The work described here aims to bring the same explanatory links—and the accessibility and serendipity they provide—to all documents.
Smarter Searching with Wikipedia
You probably use search engines every single day. They are our go-to guys for everything from homework, to song lyrics, to advice on getting the baby to sleep. Still, they could be better. The big names—Google, Yahoo, Microsoft—all agree: search is not solved. Oddly enough, it might not be just the geeks who solve it. If you have ever written anything for the online encyclopedia Wikipedia, then you may also have a part to play.
The big limitation of current search engines is that they don't understand us. When they are out crawling the web, they don't see people or places or events. They just see patterns of letters.
To put yourself in their shoes, imagine being a librarian: your job is to find books for people. Now imagine transferring to a library full of ancient Egyptian scrolls, where every request is given in obscure hieroglyphs. Your job would dissolve into tediously checking whether scrolls contained the same characters as the requests—just like a search engine does.
Sure, you would get better as time went on. You would remember common patterns, or that people prefer some scrolls over others.
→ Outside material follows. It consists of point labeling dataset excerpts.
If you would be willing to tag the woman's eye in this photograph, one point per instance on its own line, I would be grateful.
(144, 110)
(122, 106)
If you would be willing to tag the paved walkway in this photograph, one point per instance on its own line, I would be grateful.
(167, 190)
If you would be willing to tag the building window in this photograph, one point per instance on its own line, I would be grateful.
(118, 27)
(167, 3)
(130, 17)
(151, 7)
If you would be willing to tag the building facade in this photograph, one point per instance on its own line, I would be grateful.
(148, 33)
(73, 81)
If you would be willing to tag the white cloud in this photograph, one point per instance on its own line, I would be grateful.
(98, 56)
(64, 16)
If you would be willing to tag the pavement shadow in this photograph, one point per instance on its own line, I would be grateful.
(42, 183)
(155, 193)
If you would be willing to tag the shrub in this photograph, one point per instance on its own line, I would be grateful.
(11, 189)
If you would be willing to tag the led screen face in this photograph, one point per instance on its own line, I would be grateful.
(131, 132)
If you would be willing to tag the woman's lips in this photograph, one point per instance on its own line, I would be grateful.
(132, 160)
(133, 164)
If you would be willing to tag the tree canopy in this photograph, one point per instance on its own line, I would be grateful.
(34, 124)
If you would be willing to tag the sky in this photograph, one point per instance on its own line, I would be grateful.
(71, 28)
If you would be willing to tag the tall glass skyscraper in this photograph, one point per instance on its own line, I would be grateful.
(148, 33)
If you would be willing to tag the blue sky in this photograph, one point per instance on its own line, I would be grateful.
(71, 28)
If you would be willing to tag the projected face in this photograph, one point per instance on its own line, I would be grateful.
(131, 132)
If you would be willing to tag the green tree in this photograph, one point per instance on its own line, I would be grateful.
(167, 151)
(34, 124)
The real breakthrough, though, would be when you actually learned the language. For search engines, that breakthrough hasn't happened yet.
This is where Wikipedia comes in. To steal its own advertising blurb, Wikipedia is the free encyclopedia that anyone can edit. Since anyone can contribute, it grows incredibly quickly. It covers more-or-less everything, from nanotechnology to the working habits of Barbie dolls. This makes for a great place to search—it's one of the most visited websites on the planet.
Wikipedia might have even more potential. It might be able to teach search engines how to understand the rest of the web.
At the University of Waikato, we've been using Wikipedia to train a program to automatically recognize topics when they are mentioned. This learns from those little blue links that pepper Wikipedia's articles. In a recent experiment, we were able to take those links out and put most of them back in automatically. Only 26% of the old links were missing, and only 25% of the new ones didn't belong. That's not bad, considering you and I would argue about what should and shouldn't be linked.
We can run the same program on any webpage or document. Running it on this article, for example, yields 20 links to Wikipedia topics such as search engines, nanotechnology, and the University of Waikato. A search engine can use this to see people, places, events and ideas rather than just letters. This deeper understanding can be used to make the article easier to search for. For example, Wikipedia tells us other ways to look for search engines, such as web searching, search services, an even (in Spanish) motor de búsqueda.
We can also detect how important these topics are; that this document is about search engines and Wikipedia, and only mentions barbie dolls in passing. This summarizes the article, and provides tags under which it can be organized. It also tells search engines that this article isn't going to be helpful for someone searching for hieroglyphs.
We are also using Wikipedia to measure how topics relate to each other. This helps to organize documents, by showing that all of the important topics in this article relate to technology and belong in that section rather than sport or entertainment. This can also be used to suggest new topics for the reader. If you have persevered long enough to read this far, for example, then our algorithms suggest you investigate information retrieval and query expansion.
In the near future, Wikipedia might make such investigation a lot easier. In the meantime, why don't you share what you know by becoming a Wikipedian? Your contributions might have more of an impact than you think.
The wikify web service is machine-readable, so feel free to call it from within your code.
It can be made to return results directly (without the surrounding web interface)
by appending &wrapInXml=false to the url (like this).
You can also make it return XML (with additional information) by appending &xml (like this).
There are several other parameters available for specifying the format of the document, how many links to create, etc. Check here for details.
You can also host the service yourself, or deal directly with the source code. It has been incorporated into the Wikipedia Miner Toolkit and released open source under the GNU Public Licence.